Livermore's courses were the easiest in the school and they counted as science,
so I regularly registered for them, cut them, and attended a class in
literature as an auditor. The Doctor used to meet me on the campus and
laughingly scold me for my absence, but he was really in sympathy with my
ambition and he regularly gave me a passing mark and my units of credit without
regard to my attendance, or, rather, lack of it.
When I graduated
from Calvada I was theoretically an electrical engineer. Practically I had a
pretty good knowledge of contemporary literature and knew almost nothing about
my so-called profession.

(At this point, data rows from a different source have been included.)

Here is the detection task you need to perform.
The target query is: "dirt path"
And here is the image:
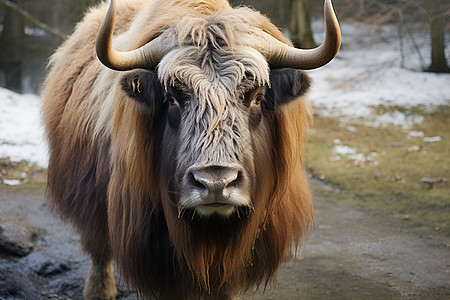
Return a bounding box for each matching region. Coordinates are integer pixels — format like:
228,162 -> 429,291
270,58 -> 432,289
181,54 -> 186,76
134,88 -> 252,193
0,185 -> 450,300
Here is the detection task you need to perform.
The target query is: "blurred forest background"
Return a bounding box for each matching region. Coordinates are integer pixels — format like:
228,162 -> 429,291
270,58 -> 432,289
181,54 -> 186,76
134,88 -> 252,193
0,0 -> 450,93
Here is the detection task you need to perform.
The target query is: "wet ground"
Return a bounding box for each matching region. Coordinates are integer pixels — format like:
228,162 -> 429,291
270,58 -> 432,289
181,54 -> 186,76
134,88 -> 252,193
0,184 -> 450,300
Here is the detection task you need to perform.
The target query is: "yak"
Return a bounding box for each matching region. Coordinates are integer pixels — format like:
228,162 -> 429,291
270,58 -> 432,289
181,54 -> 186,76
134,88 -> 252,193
41,0 -> 340,299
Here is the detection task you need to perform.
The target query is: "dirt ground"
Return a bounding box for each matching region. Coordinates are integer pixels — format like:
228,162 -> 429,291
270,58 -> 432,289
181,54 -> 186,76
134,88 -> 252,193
0,184 -> 450,300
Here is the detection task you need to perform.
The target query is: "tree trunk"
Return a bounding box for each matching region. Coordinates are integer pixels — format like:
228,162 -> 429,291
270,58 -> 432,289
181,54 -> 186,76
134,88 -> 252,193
289,0 -> 316,49
427,13 -> 450,73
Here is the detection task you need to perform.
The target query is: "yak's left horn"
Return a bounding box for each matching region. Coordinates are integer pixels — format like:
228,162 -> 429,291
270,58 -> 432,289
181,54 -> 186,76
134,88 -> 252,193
95,0 -> 170,71
261,0 -> 341,70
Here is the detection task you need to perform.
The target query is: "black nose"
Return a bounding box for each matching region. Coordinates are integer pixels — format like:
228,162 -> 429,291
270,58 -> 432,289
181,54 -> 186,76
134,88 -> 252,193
189,166 -> 243,197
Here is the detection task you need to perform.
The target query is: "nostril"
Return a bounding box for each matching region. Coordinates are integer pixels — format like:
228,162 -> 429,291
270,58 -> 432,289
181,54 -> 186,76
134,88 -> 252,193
187,166 -> 244,194
189,172 -> 207,190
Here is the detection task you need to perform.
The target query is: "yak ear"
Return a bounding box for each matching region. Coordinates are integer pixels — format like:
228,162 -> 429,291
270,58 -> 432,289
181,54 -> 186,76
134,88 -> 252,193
265,69 -> 311,110
122,69 -> 164,112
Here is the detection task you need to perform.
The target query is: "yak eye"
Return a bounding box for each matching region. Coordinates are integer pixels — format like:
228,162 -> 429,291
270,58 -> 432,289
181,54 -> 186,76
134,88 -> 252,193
254,95 -> 264,105
167,95 -> 177,105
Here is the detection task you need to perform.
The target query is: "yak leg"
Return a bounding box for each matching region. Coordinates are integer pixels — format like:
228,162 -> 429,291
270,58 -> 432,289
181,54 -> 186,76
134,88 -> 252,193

I stalled around Dad's office for a few months until I
landed a job as a cub reporter on the San Francisco Graphic and then I quit him
cold. When the storm blew over, Dad admitted that you couldn't make a silk
purse out of a sow's ear and agreed with a grunt to my new line of work. He said
that I would probably be a better reporter than an engineer because I couldn't
by any possibility be a worse one, and let it go at that. However, all this has
nothing to do with the story. It just explains how I came to be acquainted with
Dr. Livermore, in the first place, and why he sent for me on September
twenty-second, in the second place.
The morning of
the twenty-second the City Editor called me in and asked me if I knew "Old
Liverpills."
"He says
that he has a good story ready to break but he won't talk to anyone but
you," went on Barnes. "I offered to send out a good man, for when Old
Liverpills starts a story it ought to be good, but all I got was a high powered
bawling out. He said that he would talk to you or no one and would just as soon
talk to no one as to me any longer. Then he hung up. You'd better take a run
out to Calvada and see what he has to say. I can have a good man rewrite your
drivel when you get back."
I was more or
less used to that sort of talk from Barnes so I paid no attention to it. I
drove my flivver down to Calvada and asked for the Doctor.
"Dr.
Livermore?" said the bursar. "Why, he hasn't been around here for the
last ten months. This is his sabbatical year and he is spending it on a ranch
he owns up at Hat Creek, near Mount Lassen. You'll have to go there if you want
to see him."
I knew better
than to report back to Barnes without the story, so there was nothing to it but
to drive up to Hat Creek, and a long, hard drive it was. I made Redding late
that night; the next day I drove on to Burney and asked for directions to the
Doctor's ranch.
"So you're
going up to Doc Livermore's, are you?" asked the Postmaster, my informant.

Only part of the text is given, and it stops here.